Inhabited by liquid, spectral portals that are very close to pictorial abstraction (in which depth contrasts with the spatial proximity of matter, increasingly denser as it moves away), Queiroz’ paintings seem to simultaneously crumble and thicken as the gaze deconstructs them. Like the compromise between drawing and painting (a beacon for the formal organization of the images), the juxtaposition of references and styles—particularly the sporadic occurrence of figuration in the trace; the quasi-imperceptible chromatic multiplicity of the Romantic movement; or the sinuous, fin de siècle asymmetry—transforms the reading of any fleeting apparition into a pointless exercise of intellectual recognition of characters, symbols or scenes.

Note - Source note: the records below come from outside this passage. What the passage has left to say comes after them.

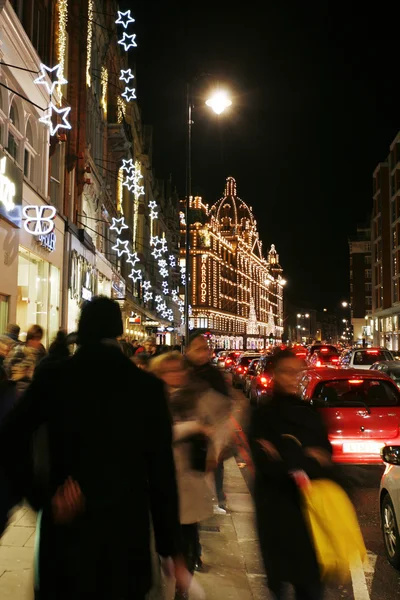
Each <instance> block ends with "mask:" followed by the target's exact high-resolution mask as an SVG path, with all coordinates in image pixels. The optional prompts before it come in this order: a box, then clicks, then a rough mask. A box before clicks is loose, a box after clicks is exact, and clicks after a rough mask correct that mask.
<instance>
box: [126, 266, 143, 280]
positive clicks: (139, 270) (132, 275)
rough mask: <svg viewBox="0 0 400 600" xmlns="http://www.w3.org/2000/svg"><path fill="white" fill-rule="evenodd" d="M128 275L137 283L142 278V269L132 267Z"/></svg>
mask: <svg viewBox="0 0 400 600" xmlns="http://www.w3.org/2000/svg"><path fill="white" fill-rule="evenodd" d="M128 277H130V279H132V281H133V283H136V282H137V281H139V280H140V279H142V271H141V270H140V269H132V271H131V272H130V274H129V275H128Z"/></svg>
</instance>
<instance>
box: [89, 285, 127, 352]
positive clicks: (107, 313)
mask: <svg viewBox="0 0 400 600" xmlns="http://www.w3.org/2000/svg"><path fill="white" fill-rule="evenodd" d="M123 330H124V328H123V324H122V315H121V309H120V307H119V304H118V303H117V302H115V300H111V298H107V297H106V296H96V297H95V298H93V300H91V301H90V302H86V304H85V305H84V306H83V308H82V311H81V316H80V319H79V326H78V343H79V344H91V343H95V342H100V341H101V340H103V339H117V338H118V337H119V336H120V335H122V333H123Z"/></svg>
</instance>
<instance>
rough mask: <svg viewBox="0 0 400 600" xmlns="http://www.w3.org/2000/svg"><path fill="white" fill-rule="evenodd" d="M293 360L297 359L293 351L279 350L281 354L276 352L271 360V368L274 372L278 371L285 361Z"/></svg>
mask: <svg viewBox="0 0 400 600" xmlns="http://www.w3.org/2000/svg"><path fill="white" fill-rule="evenodd" d="M291 358H296V359H297V357H296V355H295V354H294V353H293V352H292V351H291V350H288V349H286V350H279V352H276V353H275V354H273V355H272V357H271V360H270V363H269V364H270V368H271V370H272V371H276V369H277V368H278V367H279V365H280V363H281V362H282V361H284V360H288V359H291Z"/></svg>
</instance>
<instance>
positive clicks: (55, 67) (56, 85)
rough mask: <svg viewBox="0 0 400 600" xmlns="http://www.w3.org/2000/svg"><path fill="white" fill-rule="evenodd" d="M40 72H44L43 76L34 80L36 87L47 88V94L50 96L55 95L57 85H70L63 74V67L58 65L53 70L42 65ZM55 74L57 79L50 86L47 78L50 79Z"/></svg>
mask: <svg viewBox="0 0 400 600" xmlns="http://www.w3.org/2000/svg"><path fill="white" fill-rule="evenodd" d="M40 70H41V71H42V74H41V75H40V76H39V77H37V78H36V79H35V80H34V83H36V85H44V86H46V89H47V93H48V94H49V96H51V95H52V94H53V92H54V89H55V87H56V86H57V85H62V84H64V83H68V81H67V80H66V79H65V77H64V76H63V74H62V67H61V65H56V66H55V67H52V68H51V67H47V66H46V65H44V64H43V63H41V65H40ZM54 72H55V74H56V78H57V79H56V80H55V81H52V83H51V84H50V85H49V84H48V82H47V76H49V77H50V73H54Z"/></svg>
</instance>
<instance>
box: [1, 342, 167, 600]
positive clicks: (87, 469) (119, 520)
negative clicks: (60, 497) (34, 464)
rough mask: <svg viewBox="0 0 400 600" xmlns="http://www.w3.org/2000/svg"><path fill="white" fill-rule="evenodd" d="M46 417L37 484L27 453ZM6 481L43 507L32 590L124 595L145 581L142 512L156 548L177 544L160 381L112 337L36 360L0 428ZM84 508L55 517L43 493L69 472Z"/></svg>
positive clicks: (126, 596) (72, 593)
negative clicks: (44, 430)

In fact, these will always be present, either diluted in the surrounding density or apparent enough to be named.
The images are reborn in the echoes of their own eidetic memory, bringing an acoustic quality to a trace left by profound layers of spaces within a plane. Once again, there is a vectorial absence allowing only for the certainty of a continuity, of realizations existing only within the mental perimeter, whose undeniable glow can hardly be associated with facts, times or moments in the realm of the real. The image of a thinking brain [1].